BPDA to Bring Information Session on Review Process

By Seth Daniel

Accommodating a December request from State Rep. Dan Ryan, the Boston Planning and Development Agency (BPDA) acted this week to schedule a special learning session for the Town regarding the standard City review process.

The process, known as the Article 80 Large Project development review, has been used citywide for more than a decade in other neighborhoods of the City, but wasn’t fully implemented in Charlestown until recently.

The process utilizes general meetings and meetings of a special community Impact Advisory Group (IAG) to review those developments before the BPDA and to discuss mitigation measures. The IAG process is especially new in Charlestown as developers tended to visit various community groups individually in Charlestown rather than deal with a publicly-appointed IAG as is done in the rest of the City. For years, the IAG process had been waived in the Town.

Now it’s back, but no one has bothered yet to explain what it is.

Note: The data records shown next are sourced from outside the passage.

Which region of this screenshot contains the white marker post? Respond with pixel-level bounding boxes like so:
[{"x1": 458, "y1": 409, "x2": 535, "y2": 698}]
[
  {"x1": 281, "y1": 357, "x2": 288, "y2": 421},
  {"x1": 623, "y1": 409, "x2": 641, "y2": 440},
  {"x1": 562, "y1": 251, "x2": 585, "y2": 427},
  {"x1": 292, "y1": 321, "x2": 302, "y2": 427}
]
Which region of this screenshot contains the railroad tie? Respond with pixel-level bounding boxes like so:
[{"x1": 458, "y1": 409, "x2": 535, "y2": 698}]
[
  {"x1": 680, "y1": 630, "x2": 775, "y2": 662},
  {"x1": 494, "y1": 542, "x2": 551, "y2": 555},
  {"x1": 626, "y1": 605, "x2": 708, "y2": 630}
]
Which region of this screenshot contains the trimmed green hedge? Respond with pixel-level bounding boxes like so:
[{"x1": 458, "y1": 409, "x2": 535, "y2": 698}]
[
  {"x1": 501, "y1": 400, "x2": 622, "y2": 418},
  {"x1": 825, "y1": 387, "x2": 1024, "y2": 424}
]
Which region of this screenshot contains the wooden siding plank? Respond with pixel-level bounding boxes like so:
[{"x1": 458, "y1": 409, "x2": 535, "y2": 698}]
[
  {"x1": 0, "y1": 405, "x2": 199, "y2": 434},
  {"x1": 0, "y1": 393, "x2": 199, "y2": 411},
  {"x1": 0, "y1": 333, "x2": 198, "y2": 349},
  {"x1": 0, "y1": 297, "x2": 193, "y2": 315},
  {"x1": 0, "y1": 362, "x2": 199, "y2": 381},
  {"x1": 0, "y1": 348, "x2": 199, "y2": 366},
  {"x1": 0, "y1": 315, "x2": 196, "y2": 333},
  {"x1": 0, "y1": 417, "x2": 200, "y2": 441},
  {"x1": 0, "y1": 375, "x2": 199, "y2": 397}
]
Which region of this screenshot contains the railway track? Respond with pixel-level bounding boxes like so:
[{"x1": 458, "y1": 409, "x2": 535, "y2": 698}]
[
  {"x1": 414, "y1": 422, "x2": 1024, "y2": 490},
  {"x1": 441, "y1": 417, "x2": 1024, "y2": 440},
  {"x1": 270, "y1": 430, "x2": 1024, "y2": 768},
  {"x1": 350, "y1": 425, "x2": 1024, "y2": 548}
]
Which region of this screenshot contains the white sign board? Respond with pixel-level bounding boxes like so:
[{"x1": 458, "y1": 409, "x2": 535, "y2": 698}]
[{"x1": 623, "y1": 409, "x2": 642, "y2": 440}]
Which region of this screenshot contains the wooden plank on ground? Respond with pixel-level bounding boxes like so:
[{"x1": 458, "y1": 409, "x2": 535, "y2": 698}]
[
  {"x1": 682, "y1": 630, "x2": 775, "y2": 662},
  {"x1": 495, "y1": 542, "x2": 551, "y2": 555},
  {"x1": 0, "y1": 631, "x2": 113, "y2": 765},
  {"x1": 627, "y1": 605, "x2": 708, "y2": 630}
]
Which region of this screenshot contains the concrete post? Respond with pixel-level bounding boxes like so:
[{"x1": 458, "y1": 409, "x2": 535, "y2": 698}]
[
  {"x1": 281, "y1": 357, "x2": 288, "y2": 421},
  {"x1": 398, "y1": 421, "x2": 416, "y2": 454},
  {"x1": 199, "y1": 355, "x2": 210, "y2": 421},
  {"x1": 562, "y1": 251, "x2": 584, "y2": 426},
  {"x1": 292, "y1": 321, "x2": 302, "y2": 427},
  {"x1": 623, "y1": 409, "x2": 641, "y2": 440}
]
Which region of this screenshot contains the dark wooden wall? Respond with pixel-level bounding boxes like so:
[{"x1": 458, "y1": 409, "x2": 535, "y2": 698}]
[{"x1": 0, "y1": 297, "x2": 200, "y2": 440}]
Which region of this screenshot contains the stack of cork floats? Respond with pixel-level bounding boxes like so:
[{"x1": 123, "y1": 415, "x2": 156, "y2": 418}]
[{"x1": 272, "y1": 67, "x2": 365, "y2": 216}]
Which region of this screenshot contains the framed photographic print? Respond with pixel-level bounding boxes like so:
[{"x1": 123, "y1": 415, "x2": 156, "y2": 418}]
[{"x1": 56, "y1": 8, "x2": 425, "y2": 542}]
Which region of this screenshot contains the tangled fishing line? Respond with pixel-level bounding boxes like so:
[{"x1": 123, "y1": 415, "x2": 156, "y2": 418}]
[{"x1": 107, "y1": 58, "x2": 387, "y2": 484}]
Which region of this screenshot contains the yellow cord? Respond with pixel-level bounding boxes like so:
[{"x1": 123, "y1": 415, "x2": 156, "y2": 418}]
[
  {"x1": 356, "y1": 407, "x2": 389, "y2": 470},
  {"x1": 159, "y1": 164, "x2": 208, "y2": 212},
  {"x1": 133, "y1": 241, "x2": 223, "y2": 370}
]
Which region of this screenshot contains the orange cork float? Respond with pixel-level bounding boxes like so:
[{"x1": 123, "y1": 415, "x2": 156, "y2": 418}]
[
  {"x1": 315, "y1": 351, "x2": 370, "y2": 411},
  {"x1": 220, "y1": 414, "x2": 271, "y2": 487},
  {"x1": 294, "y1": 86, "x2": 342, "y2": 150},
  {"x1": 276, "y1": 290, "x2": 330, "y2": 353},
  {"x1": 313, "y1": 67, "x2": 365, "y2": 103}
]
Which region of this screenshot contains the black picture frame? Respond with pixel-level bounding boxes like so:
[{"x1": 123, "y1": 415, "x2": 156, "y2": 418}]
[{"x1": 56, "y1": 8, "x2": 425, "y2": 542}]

“BPDA staff will be providing an overview of the Article 80 development review process,” read an announcement from the BPDA this week. “After a presentation by BPDA staff, a question and answer session will follow. The public is encouraged to attend.”

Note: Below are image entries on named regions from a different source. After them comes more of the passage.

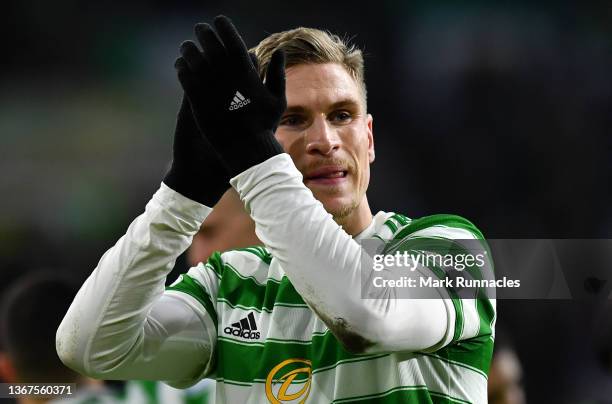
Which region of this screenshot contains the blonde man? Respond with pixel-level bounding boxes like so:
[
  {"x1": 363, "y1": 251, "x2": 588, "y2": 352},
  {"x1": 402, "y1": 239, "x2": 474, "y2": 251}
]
[{"x1": 57, "y1": 16, "x2": 495, "y2": 403}]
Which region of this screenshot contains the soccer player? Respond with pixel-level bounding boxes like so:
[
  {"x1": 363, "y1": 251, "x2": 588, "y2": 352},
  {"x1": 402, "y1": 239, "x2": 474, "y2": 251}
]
[{"x1": 57, "y1": 16, "x2": 495, "y2": 403}]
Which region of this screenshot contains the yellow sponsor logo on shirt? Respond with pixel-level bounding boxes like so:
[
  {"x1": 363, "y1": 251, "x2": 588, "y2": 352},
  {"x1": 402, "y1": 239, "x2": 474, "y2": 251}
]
[{"x1": 266, "y1": 358, "x2": 312, "y2": 404}]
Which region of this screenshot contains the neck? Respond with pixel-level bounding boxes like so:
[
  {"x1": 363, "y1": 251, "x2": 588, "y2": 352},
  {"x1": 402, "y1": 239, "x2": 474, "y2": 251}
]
[{"x1": 335, "y1": 195, "x2": 372, "y2": 237}]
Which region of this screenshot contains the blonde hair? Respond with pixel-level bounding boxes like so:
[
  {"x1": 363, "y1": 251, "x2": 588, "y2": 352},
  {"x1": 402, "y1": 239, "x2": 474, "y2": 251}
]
[{"x1": 251, "y1": 27, "x2": 366, "y2": 104}]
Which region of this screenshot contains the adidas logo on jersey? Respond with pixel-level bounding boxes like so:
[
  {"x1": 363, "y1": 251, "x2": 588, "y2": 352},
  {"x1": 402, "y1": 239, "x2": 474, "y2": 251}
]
[
  {"x1": 230, "y1": 91, "x2": 251, "y2": 111},
  {"x1": 223, "y1": 312, "x2": 260, "y2": 339}
]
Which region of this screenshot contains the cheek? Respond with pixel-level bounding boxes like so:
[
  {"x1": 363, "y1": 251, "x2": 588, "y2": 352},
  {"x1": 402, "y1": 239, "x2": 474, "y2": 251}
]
[{"x1": 274, "y1": 130, "x2": 301, "y2": 161}]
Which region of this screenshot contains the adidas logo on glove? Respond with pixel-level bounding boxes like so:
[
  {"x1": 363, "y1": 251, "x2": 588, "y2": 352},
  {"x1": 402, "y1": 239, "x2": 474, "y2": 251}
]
[
  {"x1": 223, "y1": 312, "x2": 260, "y2": 339},
  {"x1": 230, "y1": 91, "x2": 251, "y2": 111}
]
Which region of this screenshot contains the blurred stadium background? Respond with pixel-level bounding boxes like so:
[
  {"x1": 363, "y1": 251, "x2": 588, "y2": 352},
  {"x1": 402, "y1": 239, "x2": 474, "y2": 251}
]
[{"x1": 0, "y1": 0, "x2": 612, "y2": 403}]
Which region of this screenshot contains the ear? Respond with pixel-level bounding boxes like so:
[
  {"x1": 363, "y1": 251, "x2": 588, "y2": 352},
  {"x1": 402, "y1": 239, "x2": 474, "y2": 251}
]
[
  {"x1": 0, "y1": 351, "x2": 17, "y2": 383},
  {"x1": 366, "y1": 114, "x2": 376, "y2": 164}
]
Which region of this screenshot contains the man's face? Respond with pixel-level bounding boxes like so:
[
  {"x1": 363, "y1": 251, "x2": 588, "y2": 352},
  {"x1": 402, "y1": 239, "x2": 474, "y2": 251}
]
[{"x1": 276, "y1": 63, "x2": 374, "y2": 220}]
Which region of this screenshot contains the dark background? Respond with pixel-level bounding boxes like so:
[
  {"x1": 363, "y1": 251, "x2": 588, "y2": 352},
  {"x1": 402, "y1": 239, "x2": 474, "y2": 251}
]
[{"x1": 0, "y1": 0, "x2": 612, "y2": 403}]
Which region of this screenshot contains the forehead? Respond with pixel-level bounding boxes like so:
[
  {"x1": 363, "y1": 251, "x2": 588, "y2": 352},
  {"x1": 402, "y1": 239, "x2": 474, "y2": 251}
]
[{"x1": 286, "y1": 63, "x2": 361, "y2": 108}]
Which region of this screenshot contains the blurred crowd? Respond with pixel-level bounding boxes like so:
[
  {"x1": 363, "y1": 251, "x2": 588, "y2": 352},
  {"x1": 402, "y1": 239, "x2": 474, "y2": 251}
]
[{"x1": 0, "y1": 0, "x2": 612, "y2": 403}]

The session will not focus on any specific development, but simply on the process itself and how IAGs work, as well as the various steps in the review process. Ryan said too many people in Charlestown don’t understand the process, as it is new to them, and the BPDA often explains it within the context of a meeting dedicated to a specific development.

“I want to thank the new BRA, the Boston Planning and Development Agency, for their responsiveness,” said Ryan this week. “The rebranding of the BRA was not just in name and image. I do feel they are putting more of emphasis on planning and neighborhood communication. Sometimes this gets lost in the current building boom. This meeting is a good time out from talking about structures. It is an opportunity for those in the neighborhood who want to gain a better understanding of how these buildings all around us go from concept to completion. How and when are the best times to weigh in as a concerned resident? And to find where those concerns get incorporated. I see this as the next building block from Mayor Walsh’s Open House in November. With a better understanding of the methods in which development gets approved we, as a neighborhood, will be in a stronger position to advocate and shape development rather than react to it. I thank Mayor Walsh and Director Brian Golden for taking the initiative in presenting this opportunity.”

The meeting will take place on Weds., March 15, at 6:30 p.m. in the Harvard Kent School Cafeteria, 55 Bunker Hill Street.